AVMA, the ultimate gatekeepers and their disdain for veterinary technician advancement

Stephen Niño Cital
14 min readJul 28, 2023

On July 14th the AVMA put out a convention daily news article that rattled the already abusive and contentious relationship between veterinary technicians and their organizations, and veterinarians and their representative organizations. This was not dissimilar to the opinion piece I wrote after the AVMA’s last piece on the same topic that can be found HERE.

Fortunately, I am not alone this time in writing an open opposition piece about the most recent AVMA clash. The Academy of Internal Medicine for Veterinary Technicians (AIMVT) put out a fantastic open letter to the AVMA. They also emailed it directly to the new AVMA president.

But first I wanted to address something that is getting a little murky. That is the difference between creating a “mid-level professional” or “Veterinary Professional Associate” and increasing the scope of practice for Veterinary Technician Specialists (VTS). A MPL/VPA and VTS are similar but two different things.

“Mid-level Professionals (MLP)” or “Veterinary Professional Associates (VPA)”: This role is centered around a Masters degree. Lincoln Memorial University has initiated an ONLINE pilot program already that is not accredited by AVMA. While these first classes are not guaranteeing an increased scope of practice, we have heard enough from LMU advisor Mark Cushing (a non-veterinary professional and lobbyist) and from conversations with students enrolled in the program to see the intent and goals of the program. Interestingly the first program director has recently left. In conversations with them I never got the feeling of real buy in for the program… Unfortunately, many of my colleagues and I have seen/heard of how conversations in the program amongst students try to discredit the VTS credential and share other misinformation about the VTS process- despite being taught by VTSes in the program (sidenote: VTSes should boycott teaching for this program as it is actively undermining the VTS. But that’s a different Op Ed.). Colorado State University (CSU), again with the help of Mark Cushing, is also looking into a pilot program with similar goals. Goals for a MLP/VPA include INDEPENDENT diagnosis, prognosis, treatment plans and surgery. Prescriptive authority is still unresolved.

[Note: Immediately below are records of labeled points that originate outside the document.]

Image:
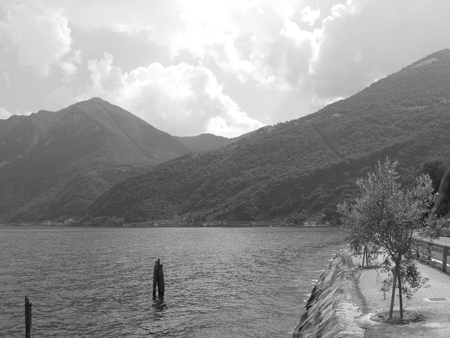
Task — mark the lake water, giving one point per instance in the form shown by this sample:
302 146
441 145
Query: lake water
220 282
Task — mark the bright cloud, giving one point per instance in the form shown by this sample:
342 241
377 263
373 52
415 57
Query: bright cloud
181 99
4 114
41 35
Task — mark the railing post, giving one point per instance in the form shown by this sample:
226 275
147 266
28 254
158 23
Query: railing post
444 258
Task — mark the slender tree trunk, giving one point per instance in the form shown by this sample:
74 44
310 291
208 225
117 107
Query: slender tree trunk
400 295
364 255
391 309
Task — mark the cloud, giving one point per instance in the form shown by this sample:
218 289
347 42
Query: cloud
256 40
41 35
69 67
7 79
4 114
362 41
180 99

Veterinary Technician Specialists: I have written on VTSes before which can be found HERE. In short to become a VTS, at minimum an individual must be a credentialed veterinary technician (CrVT) or nurse. They must have also worked a minimum of three years fulltime in their specialty, provide evidence of more than average continuing education, prove mastery- not basic competency- of skills singed off by a DVM (preferably a DVM or CrVT Specialist), provide professionally written case logs and reports, and pass a validated exam that may or may not have a wet lab associated with it. Most applicants for a VTS per the most recent data from Norkus et al. 2013, have been practicing for 11–15 years! Goals for increased scope of practice for VTSes includes a collaborative approach to diagnosis, prognosis, treatment plans and +/- limited surgical interventions with the DVM retaining full control over the case.

In an informational video put on by CSU the MPL/VPA curriculum developer Dr. Wayne Jensen stated:

“The Masters program makes it easier, its a package thing…it would be easier [than the VTS process]”

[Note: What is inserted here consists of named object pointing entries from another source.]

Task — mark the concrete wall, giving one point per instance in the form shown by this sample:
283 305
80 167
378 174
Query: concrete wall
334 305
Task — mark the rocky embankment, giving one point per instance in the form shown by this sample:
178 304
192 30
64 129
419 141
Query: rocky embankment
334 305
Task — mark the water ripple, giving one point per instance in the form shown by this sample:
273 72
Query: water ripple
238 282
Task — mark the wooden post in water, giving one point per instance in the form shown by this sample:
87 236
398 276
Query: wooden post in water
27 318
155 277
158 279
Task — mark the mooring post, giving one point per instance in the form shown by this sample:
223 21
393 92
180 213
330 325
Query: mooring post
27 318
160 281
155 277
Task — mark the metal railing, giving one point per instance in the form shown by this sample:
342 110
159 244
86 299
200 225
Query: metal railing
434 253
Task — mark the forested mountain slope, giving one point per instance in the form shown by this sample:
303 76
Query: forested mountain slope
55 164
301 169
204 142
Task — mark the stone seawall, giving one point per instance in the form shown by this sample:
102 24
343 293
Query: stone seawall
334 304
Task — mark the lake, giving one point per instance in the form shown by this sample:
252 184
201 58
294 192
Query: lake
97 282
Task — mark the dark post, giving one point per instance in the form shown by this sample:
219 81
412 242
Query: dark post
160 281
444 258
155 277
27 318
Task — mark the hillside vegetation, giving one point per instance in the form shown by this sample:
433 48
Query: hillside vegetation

While I do agree with this statement it also elucidates the frustration and misconceptions between the two pathways to increased scope of practice for non veterinarians. For the MPL/VPA we have individuals that may or may not be CrVTs receiving 2–3 years of education and variable but minimal required clinical experience- with the LMU program being all online- getting to do more compared to a VTS. Meanwhile to be a VTS, one must be a CrVT with at the very minimum 6 years of clinical, hands-on experience with proven mastery of knowledge and skill, among the other requirements to apply for a particular VTS Academy. It’s almost offensive to compare the two.

The MPL/VPA appear extremely premature and unnecesary at this point in time. What has caused my and other VTSes out there frustration about the AVMA article and in another recent publication by the California Veterinary Medical Association (CVMA) is the mischaracterizeation of a now active law in Arkansas and a proposal in CA.

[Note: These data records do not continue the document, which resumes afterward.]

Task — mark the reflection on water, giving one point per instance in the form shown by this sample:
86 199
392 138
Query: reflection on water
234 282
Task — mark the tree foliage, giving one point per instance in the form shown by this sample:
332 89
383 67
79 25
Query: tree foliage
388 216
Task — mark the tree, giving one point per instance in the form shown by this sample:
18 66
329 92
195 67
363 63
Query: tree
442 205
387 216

“Earlier this year, Arkansas adopted a law that will expand veterinary technician specialists’ (VTS) scope of practice. It allows these individuals to establish — on a temporary basis — a VCPR on behalf of the veterinarian and then diagnose and develop a treatment plan.” — From the AVMA article

“In the afternoon sessions the BOG conducted its regular quarterly meeting addressing various items of business, while the HOD heard a legislative proposal from Stephen Cital, RVT, SRA, CVPP, VTS-LAM (Res. Anesthesia). The proposal, slated for the 2024 California legislative session, would permit RVTs who hold specialty certification to diagnose injuries and illnesses, prescribe medications, and perform select surgeries by obtaining on-the-job training while working under the oversight of a veterinarian pursuant to a written agreement.” — From California Veterinarian, a CVMA publication.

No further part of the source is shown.